DraftKings co-founder and CEO Jason Robins told Fortune:

“Pillar is taking a unique approach that I believe will resonate well with the thriving community of young startups in Boston, and I am looking forward to helping our city cultivate the next great set of companies.”

Below is a recap of this week’s other trending conversations and news from Boston’s startup ecosystem.

Medium: What’s So Special About Andreessen Horowitz?

  • Michael Troiano, chief marketing officer of Boston-based Actifio, provides his take on the secret of Andreessen Horowitz’s success, and notes that it goes beyond the impeccable reputation of the firm’s founding partners and extended team.

Boston Globe: Five things to know about Sheryl Marshall

  • Sheryl Marshall has more than 30 years of experience managing money for big banks, and now she is dedicated to helping such funds get into the hands of young women entrepreneurs.
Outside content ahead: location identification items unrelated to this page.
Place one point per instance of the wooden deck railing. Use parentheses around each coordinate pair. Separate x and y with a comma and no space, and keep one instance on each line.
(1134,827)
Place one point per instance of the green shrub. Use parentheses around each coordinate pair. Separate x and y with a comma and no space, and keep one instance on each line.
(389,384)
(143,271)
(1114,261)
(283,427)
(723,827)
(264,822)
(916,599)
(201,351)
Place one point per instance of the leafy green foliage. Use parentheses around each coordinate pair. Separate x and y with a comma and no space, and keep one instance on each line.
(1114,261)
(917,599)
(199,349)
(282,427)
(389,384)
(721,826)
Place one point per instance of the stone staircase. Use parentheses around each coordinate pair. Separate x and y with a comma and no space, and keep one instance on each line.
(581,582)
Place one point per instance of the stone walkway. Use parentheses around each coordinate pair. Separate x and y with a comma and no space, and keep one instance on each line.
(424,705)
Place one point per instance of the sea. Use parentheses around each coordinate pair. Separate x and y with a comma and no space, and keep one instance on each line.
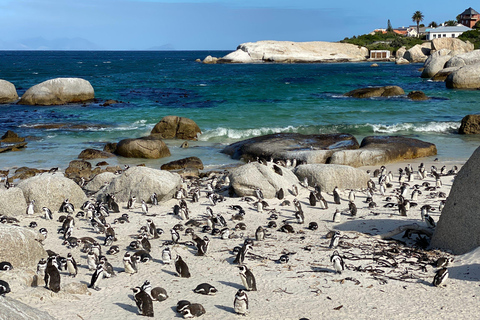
(229,102)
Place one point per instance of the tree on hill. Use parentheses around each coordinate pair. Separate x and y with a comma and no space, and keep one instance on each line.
(417,18)
(389,26)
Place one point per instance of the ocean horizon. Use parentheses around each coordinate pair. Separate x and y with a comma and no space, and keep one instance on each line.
(229,102)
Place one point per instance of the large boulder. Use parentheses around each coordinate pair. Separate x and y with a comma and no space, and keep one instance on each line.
(418,53)
(8,93)
(329,176)
(452,44)
(142,182)
(145,147)
(464,59)
(470,124)
(371,92)
(12,202)
(15,310)
(50,190)
(59,91)
(459,224)
(171,127)
(190,162)
(436,62)
(18,245)
(467,77)
(245,179)
(282,146)
(291,52)
(376,150)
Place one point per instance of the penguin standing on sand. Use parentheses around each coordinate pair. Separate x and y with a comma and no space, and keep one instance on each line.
(337,261)
(52,275)
(143,301)
(96,277)
(30,207)
(181,267)
(248,279)
(240,304)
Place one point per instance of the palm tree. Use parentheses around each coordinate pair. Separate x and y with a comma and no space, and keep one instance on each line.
(417,17)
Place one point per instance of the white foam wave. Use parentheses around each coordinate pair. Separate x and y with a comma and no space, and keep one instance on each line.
(237,134)
(416,127)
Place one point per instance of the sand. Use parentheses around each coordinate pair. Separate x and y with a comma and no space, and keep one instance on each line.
(383,278)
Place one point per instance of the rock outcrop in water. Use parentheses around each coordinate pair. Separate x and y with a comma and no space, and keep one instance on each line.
(8,93)
(59,91)
(294,52)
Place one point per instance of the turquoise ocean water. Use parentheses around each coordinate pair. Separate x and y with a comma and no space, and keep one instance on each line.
(228,102)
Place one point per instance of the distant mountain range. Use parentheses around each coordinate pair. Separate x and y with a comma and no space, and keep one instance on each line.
(40,43)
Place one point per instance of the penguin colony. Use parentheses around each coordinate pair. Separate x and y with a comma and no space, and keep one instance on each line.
(95,227)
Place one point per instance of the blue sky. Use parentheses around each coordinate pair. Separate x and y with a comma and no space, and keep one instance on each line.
(207,25)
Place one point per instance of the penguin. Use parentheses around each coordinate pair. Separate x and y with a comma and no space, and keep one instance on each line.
(143,301)
(242,253)
(440,277)
(129,263)
(31,207)
(181,267)
(260,234)
(337,261)
(52,275)
(429,221)
(248,279)
(240,304)
(152,230)
(144,207)
(131,202)
(71,265)
(206,289)
(336,196)
(166,256)
(4,288)
(193,310)
(96,277)
(5,266)
(48,213)
(335,240)
(154,199)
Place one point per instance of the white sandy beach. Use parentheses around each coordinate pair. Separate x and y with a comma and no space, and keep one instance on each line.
(382,280)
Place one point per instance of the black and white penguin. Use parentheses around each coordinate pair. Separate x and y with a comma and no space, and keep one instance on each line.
(240,304)
(248,279)
(129,263)
(71,265)
(335,240)
(96,277)
(337,261)
(205,288)
(52,275)
(260,234)
(5,266)
(143,301)
(48,213)
(166,255)
(336,196)
(31,207)
(131,202)
(440,277)
(193,310)
(4,288)
(181,267)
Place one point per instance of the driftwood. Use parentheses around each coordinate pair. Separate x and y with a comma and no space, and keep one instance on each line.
(414,228)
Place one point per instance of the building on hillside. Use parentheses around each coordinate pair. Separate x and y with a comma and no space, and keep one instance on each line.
(445,32)
(469,17)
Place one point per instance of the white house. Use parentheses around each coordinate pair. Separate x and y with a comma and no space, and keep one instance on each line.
(445,32)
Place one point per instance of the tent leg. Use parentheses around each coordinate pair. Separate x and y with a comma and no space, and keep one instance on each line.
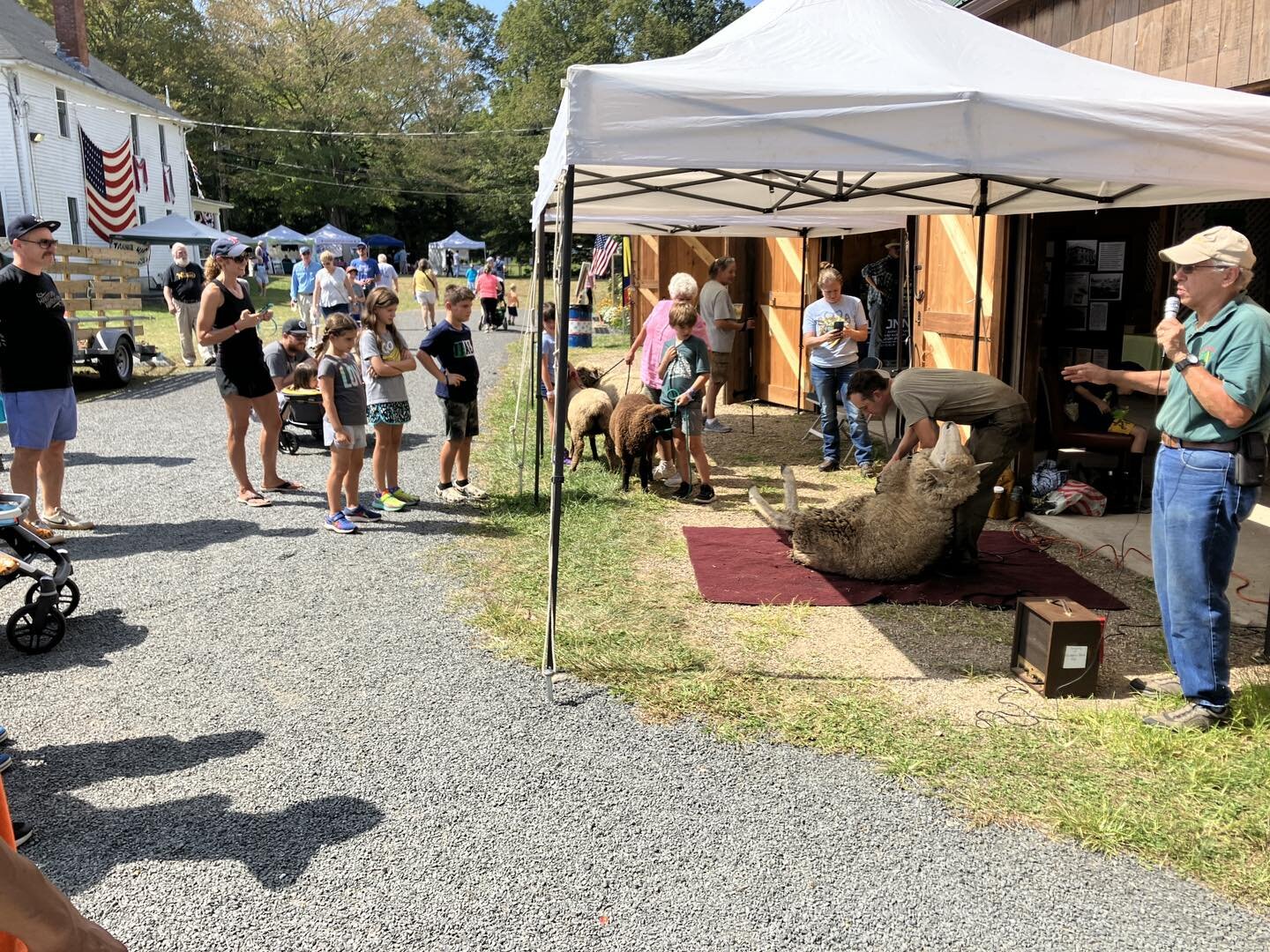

On May 6, Marshall is hosting the second annual Capital W, The Boston Women’s Venture Summit, an event for women from all over the country to pitch and network with VC partners.

BostInno: Here Are the Final 8 Startups Competing in the MIT $100K

  • MIT will host the finale to its annual MIT $100K competition, an event where students pitch their business plans and compete for the crown of “best idea.” From batteries to conscious consumerism goods to a robot-based restaurant, this competition has something for everyone.

Boston Business Journal: Somerville's Formlabs acquires 'iTunes for 3-D printing' startup

  • Somerville-based Formlabs, a 3-D printing startup, made it first-ever acquisition with Pinshape. The company allows designers and brands to share, market and sell 3-D designs, and it will continue to operate as a standalone business within Formlabs.